On May 1st and 2nd of 2010, Nashville, TN experienced nearly 14 inches of rain leading to the worst flood in the city’s history. Many homes and businesses suffered terrible losses, including the Schermerhorn Symphony Center. The Nashville Symphony’s 197,000 s.f., 1900 seat home originally opened September 9th, 2006. The center was designed to be a world-class symphony hall and has been a very successful venue since its opening. The mechanical system design includes eleven custom air handling units. Of these, ten were completely submerged in the flooding along with all of the building’s electrical equipment, instruments, and organ.
Having constructed the building originally, American Constructer’s, Inc. was re-hired by the Nashville Symphony to perform flood remediation and reconstruction. ACI, in turn, hired Lee Company to remove all damaged equipment and reinstall a new mechanical system. The original system utilized single plenum fan AHUs in custom cabinets with large motors. The units serving the performance hall were all stacked top and bottom units. All of the units had to be cut out and removed piece by piece. The replacement AHUs supplied by Tom Barrow Company incorporated FANWALL® Technology for acoustical performance, space savings and for the capability of getting new custom units back into the building.
The original project’s acoustical requirement’s were extremely stringent and required a Performance Noise Criteria (PNC) of PNC-10 in the performance hall and PNC-30 in most surrounding areas. Acoustically, the Huntair units were designed so that they were less than the original AHU’s radiated and discharge sound power levels. Using the 4” thick panels with perforated liner to match previous unit construction and utilizing FANWALL Technology’s direct drive plenum fans, this task was easily accomplished. In most octave bands, the Huntair air handling units were 15+ dB better than the original AHUs! As a result of this better acoustical performance, over 25% of the sound attenuation that was to be replaced was eliminated from the project entirely. This in turn reduced the static pressure on the overall system.
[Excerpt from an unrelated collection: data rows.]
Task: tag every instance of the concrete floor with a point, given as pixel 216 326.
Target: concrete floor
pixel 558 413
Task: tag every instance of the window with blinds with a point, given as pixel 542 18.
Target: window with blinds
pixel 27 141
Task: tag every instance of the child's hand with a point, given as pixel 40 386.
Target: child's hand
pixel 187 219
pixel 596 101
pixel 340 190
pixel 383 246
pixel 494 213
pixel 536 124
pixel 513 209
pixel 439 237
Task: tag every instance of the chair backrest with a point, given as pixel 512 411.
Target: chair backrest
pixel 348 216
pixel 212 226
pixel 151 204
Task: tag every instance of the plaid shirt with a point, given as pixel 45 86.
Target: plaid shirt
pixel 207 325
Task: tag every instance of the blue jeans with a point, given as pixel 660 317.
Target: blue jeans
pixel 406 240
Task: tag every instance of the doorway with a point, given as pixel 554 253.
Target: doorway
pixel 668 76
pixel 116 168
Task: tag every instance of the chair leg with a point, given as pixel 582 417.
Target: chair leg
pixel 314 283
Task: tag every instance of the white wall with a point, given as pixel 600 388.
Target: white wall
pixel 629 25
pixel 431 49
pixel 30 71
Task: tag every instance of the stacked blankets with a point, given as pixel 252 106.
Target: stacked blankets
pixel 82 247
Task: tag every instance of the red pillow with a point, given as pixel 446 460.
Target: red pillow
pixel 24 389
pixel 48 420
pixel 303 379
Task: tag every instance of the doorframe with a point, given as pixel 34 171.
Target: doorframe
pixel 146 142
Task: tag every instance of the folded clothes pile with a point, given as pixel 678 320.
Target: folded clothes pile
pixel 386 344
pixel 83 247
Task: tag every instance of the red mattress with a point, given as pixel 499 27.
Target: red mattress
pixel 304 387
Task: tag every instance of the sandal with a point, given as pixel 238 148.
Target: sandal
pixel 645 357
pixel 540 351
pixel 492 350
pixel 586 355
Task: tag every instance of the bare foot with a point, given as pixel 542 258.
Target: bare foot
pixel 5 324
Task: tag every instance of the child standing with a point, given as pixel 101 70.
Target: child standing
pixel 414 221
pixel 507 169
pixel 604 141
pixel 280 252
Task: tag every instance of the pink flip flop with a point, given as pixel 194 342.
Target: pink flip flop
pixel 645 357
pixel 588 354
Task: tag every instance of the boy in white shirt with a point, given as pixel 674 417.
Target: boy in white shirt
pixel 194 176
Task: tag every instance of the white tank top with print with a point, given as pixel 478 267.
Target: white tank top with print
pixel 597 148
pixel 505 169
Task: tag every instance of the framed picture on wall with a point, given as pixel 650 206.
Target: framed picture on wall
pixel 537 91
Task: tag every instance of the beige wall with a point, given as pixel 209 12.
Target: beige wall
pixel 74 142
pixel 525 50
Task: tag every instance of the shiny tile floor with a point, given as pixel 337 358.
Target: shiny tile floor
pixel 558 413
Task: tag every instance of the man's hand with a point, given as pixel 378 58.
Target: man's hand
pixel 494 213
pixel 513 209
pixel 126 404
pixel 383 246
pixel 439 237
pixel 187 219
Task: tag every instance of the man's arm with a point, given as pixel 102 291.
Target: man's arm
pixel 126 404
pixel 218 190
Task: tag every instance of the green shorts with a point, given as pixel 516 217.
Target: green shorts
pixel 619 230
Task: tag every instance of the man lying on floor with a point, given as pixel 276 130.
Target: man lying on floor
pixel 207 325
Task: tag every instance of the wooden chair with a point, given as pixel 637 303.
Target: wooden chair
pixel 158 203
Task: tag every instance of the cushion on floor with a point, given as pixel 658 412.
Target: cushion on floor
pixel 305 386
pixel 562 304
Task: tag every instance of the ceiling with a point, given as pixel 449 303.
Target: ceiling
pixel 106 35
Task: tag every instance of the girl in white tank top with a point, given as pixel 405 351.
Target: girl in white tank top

Six of the original ten air handling units were stacked units to account for the space required by large single plenum fans. ALL of these units were reduced to a single level by the Huntair design. The gained vertical space was used for future flood remediation. The Huntair units were set on elevated structural steel that raised the base of the units six feet from the floor of the mechanical room. Turbine pumps have been installed in the space beneath the units so that this space can be used as a sump pit in the event of a future flood. Because of the reduced unit height, enough water can be removed from the building that a flood twice as large as the May flood will not damage mechanical or electrical equipment.
The ten AHU’s that were replaced are located in equipment rooms that are 20-30’ below building grade. The Huntair air handling units had to be delivered completely knocked-down so that all of the pieces could be brought in through a grated outside air opening that ran twenty feet deep. It would have been impossible to bring in motors or fan wheels to match the original units without knocking down one of the Symphony Center’s beautiful Neo-Classical exterior walls. This fact made FANWALL Technology the perfect solution for the project, since all of the fans could be brought down in their cubes individually. After eighteen truckloads of palletized equipment and approximately 6,000 man hours, the units were brought in and completely assembled in the mechanical rooms. Besides the installation benefits FANWALL Technology has provided, the owner is now realizing ease of maintenance and better building performance!